The combination of the antibody trastuzumab directed against the HER2 growth factor receptor and chemotherapy can induce remissions but also cardiac dysfunction in HER2-positive metastatic breast cancer. We evaluated whether radiolabelled trastuzumab scintigraphy can predict cardiotoxicity, tumour response, and identify tumour lesions [27]. In an ongoing study, patients with HER2 positive metastatic breast cancer, suitable for trastuzumab and paclitaxel, underwent gamma camera imaging after injection of 150 MBq of [111In]DTPA-trastuzumab, prior to and after four therapy cycles. In known tumour lesions (CT, ultrasound, X-ray, bone scan), the degree of [111In]DTPA-trastuzumab tumour uptake was expressed as the tumour vs. background uptake intensity ratio (T /bg ratio), and as % injected dose index (tumour vs. total body (TB) counts). Seventeen patients have been enrolled. Variable tumour uptake was present in all patients after 5 and 7 days, starting from day 1. The T /bg ratio was 2.1 (1.4–3.5), 0.6% TB (0.1–5.5) at day 1 and 1.9 (1.3–9.3), 0.7% TB (0.2–5.5) at day 7 after injection. One or more lesions were visualised in each patient, although not all known lesions. Previously unknown lesions were found in seven patients.

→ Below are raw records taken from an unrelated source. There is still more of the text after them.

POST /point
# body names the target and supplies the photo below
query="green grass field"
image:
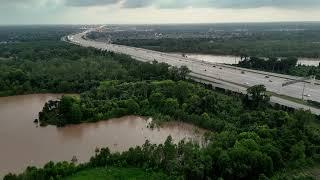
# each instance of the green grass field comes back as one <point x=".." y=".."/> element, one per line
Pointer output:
<point x="117" y="174"/>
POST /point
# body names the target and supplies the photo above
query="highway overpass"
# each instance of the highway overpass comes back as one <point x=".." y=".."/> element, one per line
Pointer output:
<point x="233" y="78"/>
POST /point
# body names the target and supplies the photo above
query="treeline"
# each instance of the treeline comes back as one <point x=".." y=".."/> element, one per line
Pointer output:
<point x="249" y="139"/>
<point x="257" y="46"/>
<point x="58" y="67"/>
<point x="165" y="100"/>
<point x="250" y="143"/>
<point x="34" y="33"/>
<point x="283" y="66"/>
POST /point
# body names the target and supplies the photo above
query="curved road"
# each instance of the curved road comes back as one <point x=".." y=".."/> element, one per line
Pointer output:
<point x="238" y="78"/>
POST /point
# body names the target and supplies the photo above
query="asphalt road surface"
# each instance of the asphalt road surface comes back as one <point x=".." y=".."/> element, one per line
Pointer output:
<point x="238" y="77"/>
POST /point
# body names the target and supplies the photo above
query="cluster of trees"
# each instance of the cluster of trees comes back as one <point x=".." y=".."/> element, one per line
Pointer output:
<point x="33" y="33"/>
<point x="284" y="66"/>
<point x="165" y="100"/>
<point x="259" y="145"/>
<point x="235" y="46"/>
<point x="59" y="67"/>
<point x="249" y="138"/>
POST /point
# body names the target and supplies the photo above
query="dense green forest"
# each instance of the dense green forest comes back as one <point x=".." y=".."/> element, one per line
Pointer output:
<point x="283" y="66"/>
<point x="237" y="47"/>
<point x="58" y="67"/>
<point x="247" y="139"/>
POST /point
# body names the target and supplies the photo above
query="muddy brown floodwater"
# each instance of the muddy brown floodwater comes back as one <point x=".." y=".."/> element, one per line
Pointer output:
<point x="22" y="143"/>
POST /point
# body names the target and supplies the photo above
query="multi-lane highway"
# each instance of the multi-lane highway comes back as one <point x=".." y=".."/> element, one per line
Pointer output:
<point x="234" y="78"/>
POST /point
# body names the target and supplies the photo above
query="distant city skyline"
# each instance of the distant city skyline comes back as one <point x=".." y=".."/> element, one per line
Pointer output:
<point x="155" y="11"/>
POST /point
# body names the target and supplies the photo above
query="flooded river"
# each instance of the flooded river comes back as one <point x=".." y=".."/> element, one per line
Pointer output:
<point x="23" y="143"/>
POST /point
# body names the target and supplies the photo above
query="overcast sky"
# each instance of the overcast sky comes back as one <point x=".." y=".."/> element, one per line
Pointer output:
<point x="155" y="11"/>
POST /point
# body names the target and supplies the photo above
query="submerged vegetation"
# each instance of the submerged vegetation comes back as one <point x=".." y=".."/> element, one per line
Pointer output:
<point x="248" y="138"/>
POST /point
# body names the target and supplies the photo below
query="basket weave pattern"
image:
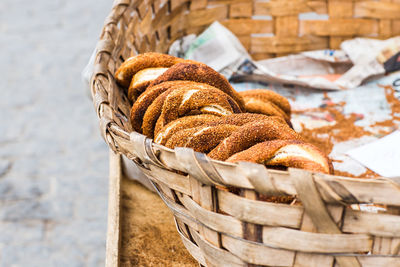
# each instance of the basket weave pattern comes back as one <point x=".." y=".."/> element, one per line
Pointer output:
<point x="220" y="228"/>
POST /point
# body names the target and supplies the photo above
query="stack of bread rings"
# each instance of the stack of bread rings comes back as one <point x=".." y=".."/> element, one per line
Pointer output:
<point x="185" y="103"/>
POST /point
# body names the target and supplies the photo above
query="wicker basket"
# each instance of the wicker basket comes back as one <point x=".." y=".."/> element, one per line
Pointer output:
<point x="220" y="228"/>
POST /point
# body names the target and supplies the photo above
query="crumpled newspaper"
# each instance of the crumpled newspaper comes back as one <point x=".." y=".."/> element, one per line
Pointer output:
<point x="216" y="46"/>
<point x="359" y="59"/>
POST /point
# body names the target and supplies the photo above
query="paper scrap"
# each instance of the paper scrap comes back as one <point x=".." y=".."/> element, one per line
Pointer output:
<point x="381" y="156"/>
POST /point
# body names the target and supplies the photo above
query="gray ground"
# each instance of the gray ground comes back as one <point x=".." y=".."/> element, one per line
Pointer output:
<point x="53" y="162"/>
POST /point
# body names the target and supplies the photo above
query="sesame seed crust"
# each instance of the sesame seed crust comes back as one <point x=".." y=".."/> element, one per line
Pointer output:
<point x="199" y="72"/>
<point x="268" y="153"/>
<point x="132" y="65"/>
<point x="251" y="134"/>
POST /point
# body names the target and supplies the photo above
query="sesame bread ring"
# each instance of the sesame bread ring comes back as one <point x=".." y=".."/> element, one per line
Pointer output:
<point x="180" y="124"/>
<point x="237" y="119"/>
<point x="139" y="62"/>
<point x="199" y="72"/>
<point x="287" y="153"/>
<point x="251" y="134"/>
<point x="141" y="80"/>
<point x="147" y="98"/>
<point x="191" y="101"/>
<point x="201" y="139"/>
<point x="268" y="96"/>
<point x="240" y="119"/>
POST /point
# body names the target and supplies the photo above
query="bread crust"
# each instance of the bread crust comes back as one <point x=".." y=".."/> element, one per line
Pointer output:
<point x="132" y="65"/>
<point x="198" y="72"/>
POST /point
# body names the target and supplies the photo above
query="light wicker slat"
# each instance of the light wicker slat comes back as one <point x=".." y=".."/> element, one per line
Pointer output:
<point x="220" y="228"/>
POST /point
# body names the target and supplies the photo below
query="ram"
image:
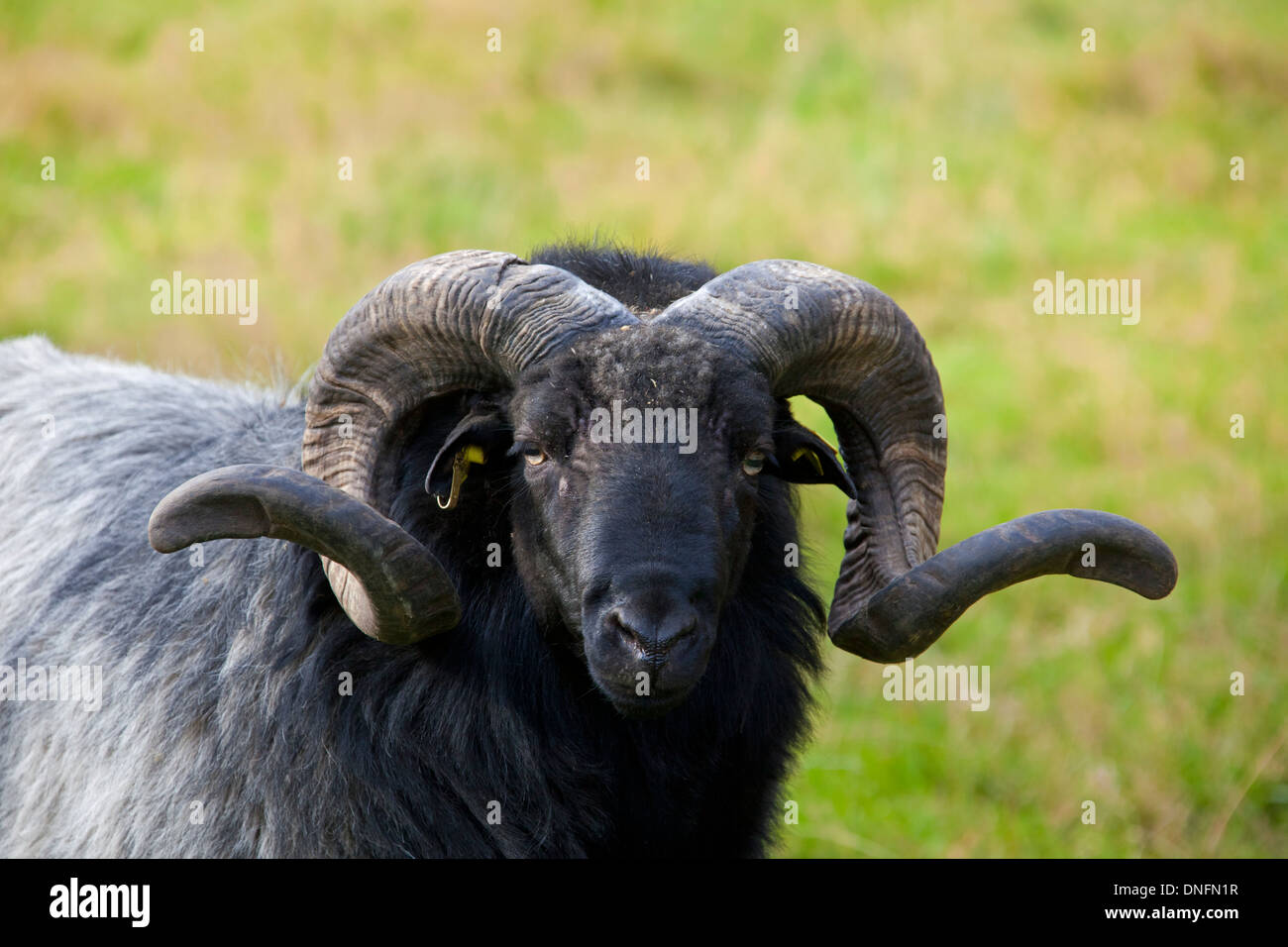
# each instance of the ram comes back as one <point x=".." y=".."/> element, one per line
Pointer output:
<point x="488" y="617"/>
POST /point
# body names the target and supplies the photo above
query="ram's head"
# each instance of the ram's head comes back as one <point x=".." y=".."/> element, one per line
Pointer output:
<point x="643" y="446"/>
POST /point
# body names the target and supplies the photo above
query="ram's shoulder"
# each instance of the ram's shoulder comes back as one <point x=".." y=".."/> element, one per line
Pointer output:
<point x="91" y="398"/>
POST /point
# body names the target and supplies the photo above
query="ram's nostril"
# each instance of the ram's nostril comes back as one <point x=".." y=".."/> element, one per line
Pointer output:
<point x="629" y="634"/>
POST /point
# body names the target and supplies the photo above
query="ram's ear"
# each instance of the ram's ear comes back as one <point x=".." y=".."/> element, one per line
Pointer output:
<point x="482" y="434"/>
<point x="803" y="457"/>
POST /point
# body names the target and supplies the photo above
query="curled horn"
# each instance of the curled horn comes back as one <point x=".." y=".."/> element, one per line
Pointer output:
<point x="848" y="347"/>
<point x="467" y="320"/>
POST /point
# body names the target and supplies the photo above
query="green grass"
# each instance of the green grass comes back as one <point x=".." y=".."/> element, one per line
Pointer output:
<point x="1107" y="163"/>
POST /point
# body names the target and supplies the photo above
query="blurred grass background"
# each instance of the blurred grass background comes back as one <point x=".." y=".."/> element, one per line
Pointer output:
<point x="1106" y="163"/>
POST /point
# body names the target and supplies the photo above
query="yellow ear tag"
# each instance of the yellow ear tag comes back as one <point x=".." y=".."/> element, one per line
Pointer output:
<point x="812" y="459"/>
<point x="471" y="454"/>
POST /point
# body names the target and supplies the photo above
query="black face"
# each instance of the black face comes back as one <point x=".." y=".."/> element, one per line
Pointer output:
<point x="639" y="455"/>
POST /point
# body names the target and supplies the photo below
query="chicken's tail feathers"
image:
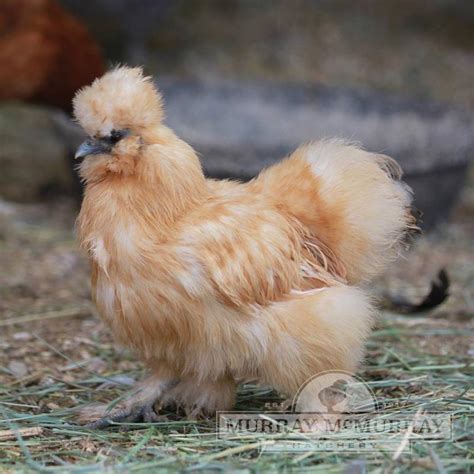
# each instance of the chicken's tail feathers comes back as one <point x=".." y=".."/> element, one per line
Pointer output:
<point x="352" y="202"/>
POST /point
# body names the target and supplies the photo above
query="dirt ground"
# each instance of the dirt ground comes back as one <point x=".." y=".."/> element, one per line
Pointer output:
<point x="55" y="354"/>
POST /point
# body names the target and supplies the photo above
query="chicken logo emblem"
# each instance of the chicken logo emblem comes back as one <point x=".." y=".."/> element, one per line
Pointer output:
<point x="335" y="392"/>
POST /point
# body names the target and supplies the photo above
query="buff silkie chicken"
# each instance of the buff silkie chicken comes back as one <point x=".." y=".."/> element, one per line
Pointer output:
<point x="214" y="282"/>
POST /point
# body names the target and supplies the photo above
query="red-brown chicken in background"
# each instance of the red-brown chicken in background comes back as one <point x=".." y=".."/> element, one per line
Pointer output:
<point x="212" y="282"/>
<point x="46" y="54"/>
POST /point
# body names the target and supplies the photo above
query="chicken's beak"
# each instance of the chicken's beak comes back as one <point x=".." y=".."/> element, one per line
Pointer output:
<point x="92" y="147"/>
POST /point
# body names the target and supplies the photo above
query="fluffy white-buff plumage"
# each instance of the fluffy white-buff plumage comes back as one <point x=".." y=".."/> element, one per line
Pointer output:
<point x="212" y="282"/>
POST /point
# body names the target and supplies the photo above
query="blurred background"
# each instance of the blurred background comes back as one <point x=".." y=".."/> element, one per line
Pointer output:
<point x="244" y="82"/>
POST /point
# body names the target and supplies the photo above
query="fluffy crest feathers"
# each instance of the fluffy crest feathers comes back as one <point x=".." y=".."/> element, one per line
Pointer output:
<point x="121" y="98"/>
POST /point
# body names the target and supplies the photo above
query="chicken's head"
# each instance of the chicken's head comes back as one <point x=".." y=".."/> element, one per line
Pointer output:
<point x="118" y="111"/>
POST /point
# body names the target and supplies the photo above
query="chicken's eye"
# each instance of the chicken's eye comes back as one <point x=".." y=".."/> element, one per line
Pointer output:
<point x="116" y="135"/>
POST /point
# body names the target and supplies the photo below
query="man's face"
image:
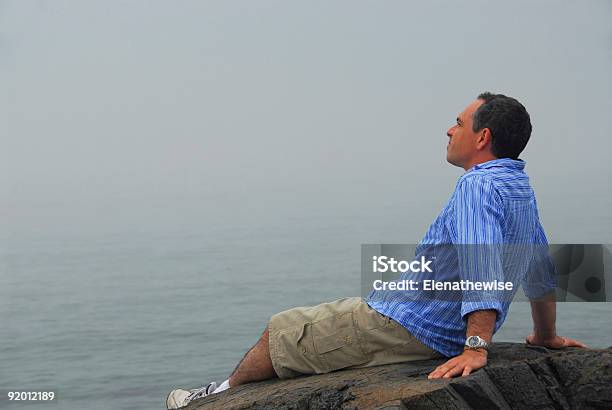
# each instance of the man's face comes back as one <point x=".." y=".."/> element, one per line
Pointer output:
<point x="461" y="146"/>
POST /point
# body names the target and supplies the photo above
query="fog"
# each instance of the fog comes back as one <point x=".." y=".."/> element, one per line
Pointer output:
<point x="149" y="116"/>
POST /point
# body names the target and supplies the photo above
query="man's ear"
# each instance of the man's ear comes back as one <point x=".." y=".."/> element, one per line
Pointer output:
<point x="484" y="139"/>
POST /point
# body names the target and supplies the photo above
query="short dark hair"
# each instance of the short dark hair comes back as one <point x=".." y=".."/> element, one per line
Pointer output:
<point x="508" y="121"/>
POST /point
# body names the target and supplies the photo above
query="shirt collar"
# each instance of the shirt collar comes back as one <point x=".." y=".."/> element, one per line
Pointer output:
<point x="517" y="164"/>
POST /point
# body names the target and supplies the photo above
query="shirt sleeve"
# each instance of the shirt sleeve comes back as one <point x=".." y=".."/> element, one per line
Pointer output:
<point x="541" y="276"/>
<point x="478" y="239"/>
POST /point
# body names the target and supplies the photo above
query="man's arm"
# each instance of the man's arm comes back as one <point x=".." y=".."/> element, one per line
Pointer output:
<point x="544" y="314"/>
<point x="479" y="323"/>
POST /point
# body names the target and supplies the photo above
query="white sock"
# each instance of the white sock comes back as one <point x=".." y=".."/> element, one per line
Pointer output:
<point x="222" y="386"/>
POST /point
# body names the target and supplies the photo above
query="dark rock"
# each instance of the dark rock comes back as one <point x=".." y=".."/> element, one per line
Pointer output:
<point x="516" y="377"/>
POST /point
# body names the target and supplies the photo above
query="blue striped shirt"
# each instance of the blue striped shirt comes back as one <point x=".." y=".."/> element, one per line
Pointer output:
<point x="493" y="203"/>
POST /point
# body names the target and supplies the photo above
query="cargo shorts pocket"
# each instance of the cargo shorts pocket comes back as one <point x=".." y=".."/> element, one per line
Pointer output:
<point x="337" y="342"/>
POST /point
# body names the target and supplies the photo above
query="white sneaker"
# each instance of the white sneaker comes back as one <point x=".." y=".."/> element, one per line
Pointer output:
<point x="180" y="398"/>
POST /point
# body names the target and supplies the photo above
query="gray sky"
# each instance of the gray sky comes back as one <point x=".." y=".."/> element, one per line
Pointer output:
<point x="149" y="116"/>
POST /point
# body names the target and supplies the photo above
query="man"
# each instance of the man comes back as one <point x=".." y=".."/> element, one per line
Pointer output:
<point x="492" y="204"/>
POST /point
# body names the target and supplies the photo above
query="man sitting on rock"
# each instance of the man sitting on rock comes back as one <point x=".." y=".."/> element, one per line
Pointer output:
<point x="493" y="203"/>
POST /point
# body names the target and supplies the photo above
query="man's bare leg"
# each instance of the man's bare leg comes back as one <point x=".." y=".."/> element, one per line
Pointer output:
<point x="256" y="364"/>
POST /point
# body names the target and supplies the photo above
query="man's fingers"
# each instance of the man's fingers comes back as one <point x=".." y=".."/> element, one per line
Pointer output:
<point x="453" y="372"/>
<point x="441" y="370"/>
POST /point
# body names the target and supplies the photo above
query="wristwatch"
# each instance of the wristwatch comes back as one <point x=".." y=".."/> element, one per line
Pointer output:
<point x="475" y="343"/>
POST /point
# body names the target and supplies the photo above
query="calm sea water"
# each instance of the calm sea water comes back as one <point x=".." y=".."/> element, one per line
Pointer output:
<point x="116" y="321"/>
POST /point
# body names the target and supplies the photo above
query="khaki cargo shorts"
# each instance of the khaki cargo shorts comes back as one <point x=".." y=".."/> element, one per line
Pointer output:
<point x="336" y="335"/>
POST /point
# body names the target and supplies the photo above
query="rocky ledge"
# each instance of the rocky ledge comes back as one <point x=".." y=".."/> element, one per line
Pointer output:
<point x="517" y="377"/>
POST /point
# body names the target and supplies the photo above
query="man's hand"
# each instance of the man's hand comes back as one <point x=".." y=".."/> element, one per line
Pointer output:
<point x="557" y="342"/>
<point x="463" y="364"/>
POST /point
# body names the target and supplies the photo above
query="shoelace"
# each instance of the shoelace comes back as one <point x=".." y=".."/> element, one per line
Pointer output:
<point x="198" y="392"/>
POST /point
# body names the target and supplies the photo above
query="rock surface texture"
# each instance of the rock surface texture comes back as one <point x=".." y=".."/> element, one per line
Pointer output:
<point x="517" y="377"/>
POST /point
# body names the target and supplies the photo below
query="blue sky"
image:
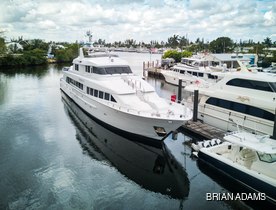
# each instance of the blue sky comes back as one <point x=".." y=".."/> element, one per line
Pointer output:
<point x="142" y="20"/>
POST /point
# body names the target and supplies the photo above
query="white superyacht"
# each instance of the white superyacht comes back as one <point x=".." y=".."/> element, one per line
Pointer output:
<point x="104" y="86"/>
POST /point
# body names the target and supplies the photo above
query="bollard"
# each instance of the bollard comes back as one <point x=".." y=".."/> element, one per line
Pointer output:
<point x="195" y="105"/>
<point x="179" y="90"/>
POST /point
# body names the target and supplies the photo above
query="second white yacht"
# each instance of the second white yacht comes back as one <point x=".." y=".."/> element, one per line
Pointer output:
<point x="104" y="86"/>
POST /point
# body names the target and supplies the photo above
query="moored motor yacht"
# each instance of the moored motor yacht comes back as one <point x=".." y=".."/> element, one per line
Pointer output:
<point x="244" y="98"/>
<point x="104" y="86"/>
<point x="249" y="159"/>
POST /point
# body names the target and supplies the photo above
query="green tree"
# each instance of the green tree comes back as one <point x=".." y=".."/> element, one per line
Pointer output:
<point x="3" y="48"/>
<point x="221" y="45"/>
<point x="173" y="41"/>
<point x="267" y="42"/>
<point x="176" y="55"/>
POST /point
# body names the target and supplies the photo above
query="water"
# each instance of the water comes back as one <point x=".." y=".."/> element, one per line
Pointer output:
<point x="52" y="156"/>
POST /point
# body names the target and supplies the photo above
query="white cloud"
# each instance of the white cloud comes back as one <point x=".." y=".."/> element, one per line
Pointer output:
<point x="145" y="20"/>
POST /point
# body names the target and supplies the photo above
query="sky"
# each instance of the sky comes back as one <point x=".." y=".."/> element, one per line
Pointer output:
<point x="141" y="20"/>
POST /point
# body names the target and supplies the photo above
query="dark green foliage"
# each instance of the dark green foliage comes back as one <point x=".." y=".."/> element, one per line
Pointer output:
<point x="32" y="57"/>
<point x="3" y="47"/>
<point x="222" y="45"/>
<point x="176" y="55"/>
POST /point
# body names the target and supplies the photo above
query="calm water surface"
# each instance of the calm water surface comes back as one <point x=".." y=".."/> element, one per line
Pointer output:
<point x="52" y="156"/>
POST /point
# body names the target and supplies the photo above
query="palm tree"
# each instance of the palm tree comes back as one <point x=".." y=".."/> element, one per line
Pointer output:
<point x="267" y="42"/>
<point x="173" y="41"/>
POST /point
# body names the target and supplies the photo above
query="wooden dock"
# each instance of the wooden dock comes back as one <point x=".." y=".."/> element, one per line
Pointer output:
<point x="203" y="130"/>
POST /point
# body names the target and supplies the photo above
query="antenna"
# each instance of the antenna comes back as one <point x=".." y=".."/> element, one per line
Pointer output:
<point x="89" y="34"/>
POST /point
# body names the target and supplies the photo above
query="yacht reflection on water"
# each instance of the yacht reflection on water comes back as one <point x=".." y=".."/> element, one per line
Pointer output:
<point x="146" y="163"/>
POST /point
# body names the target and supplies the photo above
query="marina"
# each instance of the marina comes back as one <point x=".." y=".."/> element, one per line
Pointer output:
<point x="62" y="158"/>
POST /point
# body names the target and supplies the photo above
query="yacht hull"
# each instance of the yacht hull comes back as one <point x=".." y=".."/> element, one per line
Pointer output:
<point x="251" y="182"/>
<point x="119" y="121"/>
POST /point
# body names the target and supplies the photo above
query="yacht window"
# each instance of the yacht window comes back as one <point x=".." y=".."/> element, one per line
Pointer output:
<point x="113" y="99"/>
<point x="91" y="91"/>
<point x="212" y="101"/>
<point x="76" y="67"/>
<point x="118" y="70"/>
<point x="251" y="84"/>
<point x="269" y="158"/>
<point x="210" y="76"/>
<point x="87" y="69"/>
<point x="106" y="96"/>
<point x="224" y="103"/>
<point x="242" y="108"/>
<point x="96" y="93"/>
<point x="100" y="94"/>
<point x="273" y="86"/>
<point x="75" y="83"/>
<point x="239" y="107"/>
<point x="98" y="70"/>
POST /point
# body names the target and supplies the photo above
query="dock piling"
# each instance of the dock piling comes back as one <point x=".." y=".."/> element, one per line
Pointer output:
<point x="195" y="110"/>
<point x="179" y="91"/>
<point x="274" y="127"/>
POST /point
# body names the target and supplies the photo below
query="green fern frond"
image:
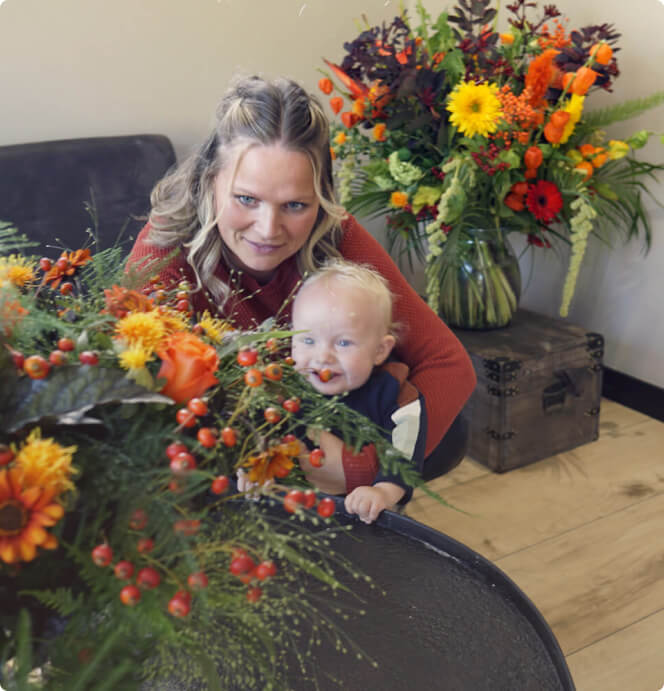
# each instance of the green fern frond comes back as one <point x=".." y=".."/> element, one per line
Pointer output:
<point x="603" y="117"/>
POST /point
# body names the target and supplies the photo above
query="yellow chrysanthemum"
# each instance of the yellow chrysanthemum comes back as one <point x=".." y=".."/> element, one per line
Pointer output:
<point x="145" y="329"/>
<point x="134" y="357"/>
<point x="574" y="107"/>
<point x="26" y="510"/>
<point x="214" y="328"/>
<point x="46" y="464"/>
<point x="16" y="270"/>
<point x="475" y="108"/>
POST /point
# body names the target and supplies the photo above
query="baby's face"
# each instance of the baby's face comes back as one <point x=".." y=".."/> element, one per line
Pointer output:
<point x="342" y="332"/>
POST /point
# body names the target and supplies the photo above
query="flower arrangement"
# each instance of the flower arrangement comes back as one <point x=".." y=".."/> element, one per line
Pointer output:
<point x="446" y="125"/>
<point x="125" y="553"/>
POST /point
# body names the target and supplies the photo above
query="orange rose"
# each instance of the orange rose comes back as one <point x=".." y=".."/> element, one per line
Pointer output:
<point x="188" y="365"/>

Liver metastases were difficult to visualise due to high liver uptake. One patient with pre-existing cardiac arrhythmias showed myocardial uptake. We showed that radiolabelled trastuzumab scintigraphy can identify HER2 positive lesions and may assist in identifying metastases and predicting response. Defining a predictive value for cardiotoxicity and tumour response requires more patients. This study continues to recruit. In the future, the precise role for HER2 imaging in patients regarding tumour detection and prediction of cardiotoxicity has to be established. It is also not yet clear whether labelling of the whole antibody trastuzumab for SPECT scanning or labelling of fragments of the antibody, such as the diabodies for PET imaging, will be preferable in the future [28].

Conclusions

Molecular imaging of tumours is still in its infancy. The increasing elucidation of molecular determinants of cancer and the wealth of molecular targeted drugs that are coming into clinical oncological practice make molecular tumour imaging a great challenge for the future. The hope is that apart from tumour staging, it will be used increasingly for early response prediction.

Acknowledgement

This study was supported by grant 2003-2936 from the Dutch Cancer Society.